Distributed Tracing Analysis Skill

Analyze distributed traces for performance investigation and service dependency mapping.

When to Use

•Latency investigation
•Performance bottleneck detection
•Service dependency mapping
•Slow request analysis
•Cross-service debugging
•User asks "traces", "latency", "slow", "performance"

Tracing Analysis Approach

1. Discover Tracing Sources

Use capability-based discovery:

bash

# List available MCP servers
ListMcpResourcesTool

# Scan for tracing capabilities by analyzing server descriptions:
# - tracing capability: Dedicated distributed tracing systems
# - apm capability: APM tools that include distributed tracing
# - telemetry capability: Unified observability with tracing support

2. Query Trace Data

For each discovered source:

•Slow traces (>SLO threshold)
•Error traces
•Service operation latencies
•Request volume by endpoint
•Service-to-service call patterns

3. Analyze Latency Breakdown

For slow traces:

•Total request duration
•Time spent in each service
•Database query time
•External API call time
•Queue/async processing time
•Network/serialization overhead

4. Map Service Dependencies

Build dependency graph:

•Service call chains
•Synchronous vs asynchronous calls
•Fan-out patterns
•Critical path services

5. Identify Bottlenecks

See refs/bottlenecks.md for detailed patterns.

Common bottleneck types:

•N+1 query patterns: Many sequential DB calls
•Slow external calls: Third-party API latency
•Database bottlenecks: Long query times
•Sequential processing: Parallelizable operations
•Resource contention: Lock waits, queue depth

6. Correlate with Code

Use wicked-search to find:

•Database queries in slow services
•External API calls
•Synchronous operations that could be async
•Missing caching opportunities

Integration Discovery

Capability	What to Look For	Provides
tracing	Distributed tracing, span collection, trace analysis	Distributed traces, span details
apm	Performance monitoring with distributed tracing	Traces with performance context
telemetry	Unified observability with traces and metrics	Unified traces and metrics

Fallback: Analyze code for call patterns via wicked-search (database calls, HTTP clients, async operations).

Output Format

Provide trace analysis with:

•Performance summary (slow traces, latency percentiles)
•Service dependency map (tree view with timing)
•Bottleneck analysis (latency, type, root cause)
•Optimization opportunities (quick wins vs long-term)

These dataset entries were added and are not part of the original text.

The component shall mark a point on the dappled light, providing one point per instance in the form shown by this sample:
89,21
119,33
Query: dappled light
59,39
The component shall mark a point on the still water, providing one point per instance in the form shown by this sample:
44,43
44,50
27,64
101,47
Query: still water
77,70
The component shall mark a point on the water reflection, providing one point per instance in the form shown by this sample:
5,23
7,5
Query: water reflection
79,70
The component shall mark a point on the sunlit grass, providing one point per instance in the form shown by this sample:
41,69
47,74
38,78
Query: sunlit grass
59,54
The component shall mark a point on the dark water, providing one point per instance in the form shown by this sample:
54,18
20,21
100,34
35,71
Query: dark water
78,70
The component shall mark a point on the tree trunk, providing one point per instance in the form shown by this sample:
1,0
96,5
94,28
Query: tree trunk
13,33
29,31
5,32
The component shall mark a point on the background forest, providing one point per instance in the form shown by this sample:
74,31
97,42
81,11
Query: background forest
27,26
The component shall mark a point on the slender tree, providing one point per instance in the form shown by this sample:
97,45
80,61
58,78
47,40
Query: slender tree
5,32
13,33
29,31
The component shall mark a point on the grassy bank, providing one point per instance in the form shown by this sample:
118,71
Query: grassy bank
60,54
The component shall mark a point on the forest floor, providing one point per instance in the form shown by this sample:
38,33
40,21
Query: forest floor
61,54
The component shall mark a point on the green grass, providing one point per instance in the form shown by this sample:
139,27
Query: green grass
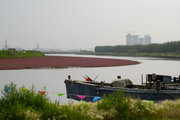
23,104
19,54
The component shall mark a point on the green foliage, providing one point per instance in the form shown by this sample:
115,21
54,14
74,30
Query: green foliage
19,54
16,104
119,107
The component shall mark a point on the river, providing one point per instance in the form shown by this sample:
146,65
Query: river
53,79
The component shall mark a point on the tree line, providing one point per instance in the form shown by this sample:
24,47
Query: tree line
172,47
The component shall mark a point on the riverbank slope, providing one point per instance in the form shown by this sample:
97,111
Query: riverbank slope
61,62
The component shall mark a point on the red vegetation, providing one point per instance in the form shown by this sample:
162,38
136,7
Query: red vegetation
61,62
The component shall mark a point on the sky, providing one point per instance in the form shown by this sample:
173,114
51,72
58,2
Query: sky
84,24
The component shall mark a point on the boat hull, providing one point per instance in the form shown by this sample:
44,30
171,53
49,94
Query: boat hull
89,90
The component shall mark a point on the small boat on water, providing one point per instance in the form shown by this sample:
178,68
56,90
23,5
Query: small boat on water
156,88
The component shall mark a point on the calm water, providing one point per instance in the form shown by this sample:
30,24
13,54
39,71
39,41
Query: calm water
53,79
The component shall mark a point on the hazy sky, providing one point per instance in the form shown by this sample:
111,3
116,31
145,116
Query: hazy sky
81,24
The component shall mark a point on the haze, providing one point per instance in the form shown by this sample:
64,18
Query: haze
84,24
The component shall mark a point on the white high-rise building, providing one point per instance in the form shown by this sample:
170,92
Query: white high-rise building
136,40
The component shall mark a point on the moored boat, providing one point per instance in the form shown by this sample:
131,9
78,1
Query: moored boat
156,88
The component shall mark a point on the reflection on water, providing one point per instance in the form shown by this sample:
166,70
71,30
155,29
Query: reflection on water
53,79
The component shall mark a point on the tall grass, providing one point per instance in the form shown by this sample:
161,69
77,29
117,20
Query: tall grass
28,104
19,54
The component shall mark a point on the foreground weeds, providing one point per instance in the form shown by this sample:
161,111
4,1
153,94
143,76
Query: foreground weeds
28,104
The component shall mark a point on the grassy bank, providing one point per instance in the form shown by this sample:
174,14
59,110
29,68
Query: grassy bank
19,54
25,104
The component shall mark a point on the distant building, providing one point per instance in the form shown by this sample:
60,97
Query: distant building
147,39
128,39
136,40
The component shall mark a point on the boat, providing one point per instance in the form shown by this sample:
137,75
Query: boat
155,88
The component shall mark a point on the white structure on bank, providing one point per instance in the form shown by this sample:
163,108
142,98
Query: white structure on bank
136,40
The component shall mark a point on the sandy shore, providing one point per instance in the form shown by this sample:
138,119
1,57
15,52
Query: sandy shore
61,62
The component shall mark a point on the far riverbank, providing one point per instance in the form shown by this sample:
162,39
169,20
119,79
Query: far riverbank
61,62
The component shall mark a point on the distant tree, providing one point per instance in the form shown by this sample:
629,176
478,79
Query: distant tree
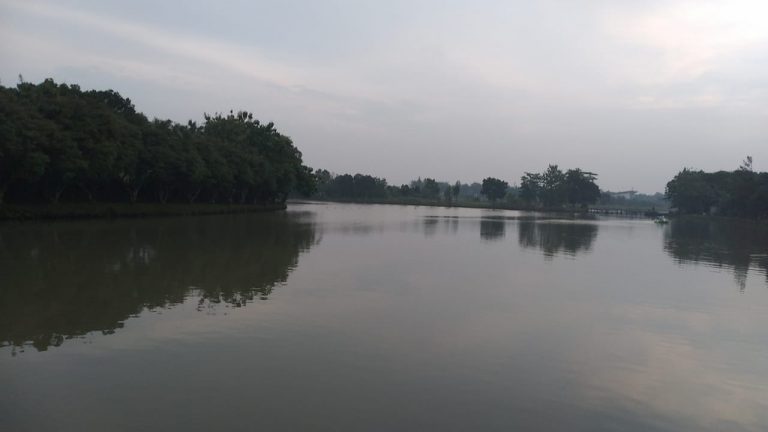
746,165
456,189
58,142
494,189
430,188
580,187
531,185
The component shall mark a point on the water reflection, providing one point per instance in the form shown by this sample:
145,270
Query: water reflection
63,280
556,237
492,229
738,245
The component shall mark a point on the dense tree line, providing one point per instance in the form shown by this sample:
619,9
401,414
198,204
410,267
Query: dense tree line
554,188
551,189
58,142
742,192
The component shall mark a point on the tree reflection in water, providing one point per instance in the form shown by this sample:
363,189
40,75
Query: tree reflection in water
63,280
492,228
555,237
738,245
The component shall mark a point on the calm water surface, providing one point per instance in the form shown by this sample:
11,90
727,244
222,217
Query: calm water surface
381,318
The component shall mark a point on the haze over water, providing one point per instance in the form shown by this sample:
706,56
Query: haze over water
372,317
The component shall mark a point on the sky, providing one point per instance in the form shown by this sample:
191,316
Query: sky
455,90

See refs/bottlenecks.md for detailed output templates.

Common Performance Patterns

See refs/bottlenecks.md for detailed analysis of:

N+1 Query Pattern

Sequential database queries in a loop. Fix with batch queries or JOIN.

Synchronous External Calls

Waiting for external APIs sequentially. Fix with Promise.all or async processing.

Missing Caching

Repeated identical queries. Fix with caching layer (Redis, in-memory).

Database Query Inefficiency

Slow database operations. Fix with indexes, query optimization, pagination.

Resource Contention

Lock waits or queue delays. Fix with reduced lock scope, optimistic locking.

Service Dependency Analysis

Critical Path Detection

Identify services on critical path (required for request completion). Focus optimization here.

Fan-Out Pattern Detection

Single request triggers many downstream calls. Risk of amplified load and cascading failures.

Circular Dependency Detection

Service A calls B calls A (cycle). Risk of infinite loops and complex debugging.

See refs/dependencies.md for detailed dependency analysis patterns.

Integration with wicked-engineering

When bottlenecks identified, engage wicked-engineering:backend with trace context, code locations, and optimization recommendations.

Integration with wicked-crew

During build phase:

•Capture baseline latency metrics
•Monitor post-deployment latency
•Alert on p95 increases >20%
•Recommend rollback if critical path slows

Emit events:

•observe:trace:slow:warning
•observe:correlation:found:success

Notes

•Focus on p95/p99, not averages (outliers matter)
•Identify critical path first (highest impact)
•Consider parallelization opportunities
•External calls often biggest bottleneck
•Add instrumentation if spans missing
•Correlate slow traces with error traces